Ensemble (equal weights): 
/home/daehan/.local/lib/python2.7/site-packages/numpy/core/_methods.py:59: RuntimeWarning: Mean of empty slice.
  warnings.warn("Mean of empty slice.", RuntimeWarning)
/home/daehan/.local/lib/python2.7/site-packages/numpy/core/_methods.py:70: RuntimeWarning: invalid value encountered in double_scalars
  ret = ret.dtype.type(ret / rcount)
Traceback (most recent call last):
  File "text_comprehension/eval/fusion.py", line 394, in <module>
    result = fuse_predictions(prediction_files)
  File "text_comprehension/eval/fusion.py", line 158, in fuse_predictions
    ensemble_accuracy = accuracy(numpy.mean(all_preds, 0))
  File "text_comprehension/eval/fusion.py", line 57, in accuracy
    for row in probas:
TypeError: 'numpy.float64' object is not iterable

I think no model was found to fuse together, but am not sure what exactly is the problem... Can you help me solve this? Any help will be much appreciated!

mrcocytus commented 7 years ago

Have you resolved this problem? I get the same issue. @DaehanKim

Seayoung277 commented 7 years ago

This problem is caused by the inconsistency of the file prefix in quick-start-generic.sh.
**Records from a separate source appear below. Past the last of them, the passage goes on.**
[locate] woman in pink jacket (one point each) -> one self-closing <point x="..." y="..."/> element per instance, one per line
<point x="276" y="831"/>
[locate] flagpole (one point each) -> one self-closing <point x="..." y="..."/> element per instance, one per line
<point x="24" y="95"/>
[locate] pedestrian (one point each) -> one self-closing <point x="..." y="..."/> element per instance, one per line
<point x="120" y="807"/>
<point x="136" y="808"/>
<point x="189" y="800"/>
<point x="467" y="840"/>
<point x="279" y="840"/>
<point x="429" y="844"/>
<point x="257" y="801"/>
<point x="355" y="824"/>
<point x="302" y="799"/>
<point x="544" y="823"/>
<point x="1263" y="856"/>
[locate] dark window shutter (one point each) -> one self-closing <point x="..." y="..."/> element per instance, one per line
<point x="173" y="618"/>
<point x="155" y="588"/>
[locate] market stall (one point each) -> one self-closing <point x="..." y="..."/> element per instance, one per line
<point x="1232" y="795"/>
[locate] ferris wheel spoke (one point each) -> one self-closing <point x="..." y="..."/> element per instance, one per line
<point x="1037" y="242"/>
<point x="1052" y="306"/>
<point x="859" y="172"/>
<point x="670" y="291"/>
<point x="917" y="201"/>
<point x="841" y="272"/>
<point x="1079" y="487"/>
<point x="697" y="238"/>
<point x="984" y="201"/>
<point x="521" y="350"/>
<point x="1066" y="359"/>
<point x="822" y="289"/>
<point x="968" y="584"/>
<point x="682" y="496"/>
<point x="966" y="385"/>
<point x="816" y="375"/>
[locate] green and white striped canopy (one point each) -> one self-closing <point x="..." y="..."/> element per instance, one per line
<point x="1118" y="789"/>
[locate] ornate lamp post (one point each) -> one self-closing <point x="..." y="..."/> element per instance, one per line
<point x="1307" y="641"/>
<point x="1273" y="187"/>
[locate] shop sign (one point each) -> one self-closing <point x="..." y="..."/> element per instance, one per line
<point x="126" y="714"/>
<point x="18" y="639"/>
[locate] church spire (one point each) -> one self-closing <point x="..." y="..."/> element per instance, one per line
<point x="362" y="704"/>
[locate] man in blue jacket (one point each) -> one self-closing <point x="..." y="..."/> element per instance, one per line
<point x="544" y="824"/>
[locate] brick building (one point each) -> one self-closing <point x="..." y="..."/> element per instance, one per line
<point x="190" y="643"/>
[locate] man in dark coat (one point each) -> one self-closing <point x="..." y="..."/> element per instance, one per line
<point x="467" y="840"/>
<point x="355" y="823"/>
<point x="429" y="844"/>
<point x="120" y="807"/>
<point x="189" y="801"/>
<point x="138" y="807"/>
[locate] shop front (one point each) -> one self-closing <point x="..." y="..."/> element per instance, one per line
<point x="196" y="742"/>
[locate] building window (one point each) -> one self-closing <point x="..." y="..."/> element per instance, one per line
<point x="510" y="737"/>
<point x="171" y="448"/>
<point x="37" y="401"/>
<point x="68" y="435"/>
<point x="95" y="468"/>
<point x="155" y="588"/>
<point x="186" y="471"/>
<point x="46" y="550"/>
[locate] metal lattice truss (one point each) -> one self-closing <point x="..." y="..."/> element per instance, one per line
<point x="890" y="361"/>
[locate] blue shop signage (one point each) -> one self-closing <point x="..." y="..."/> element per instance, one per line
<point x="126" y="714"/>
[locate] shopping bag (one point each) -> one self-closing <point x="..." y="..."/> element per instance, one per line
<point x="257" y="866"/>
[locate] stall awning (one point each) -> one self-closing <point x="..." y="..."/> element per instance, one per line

The prefix of .prediction files generated by training step is the names you provided in quick-start-cbt-ne.sh, which should be cbtest_NE_valid_2500ex.txt. and cbtest_NE_test_2500ex.txt. rather than validation.txt. and test.txt. in the quick-start-generic.sh script.

SOLUTION: You don't need to run the whole training again. You can comment out the training lines in quick-start-generic.sh and leave the rest two lines. The first line should be python text_comprehension/eval/copyBestPredictions.py -vp $3. -tp $4. -i $OUT_DIR -o $OUT_DIR/best_predictions and the second line does not need modification.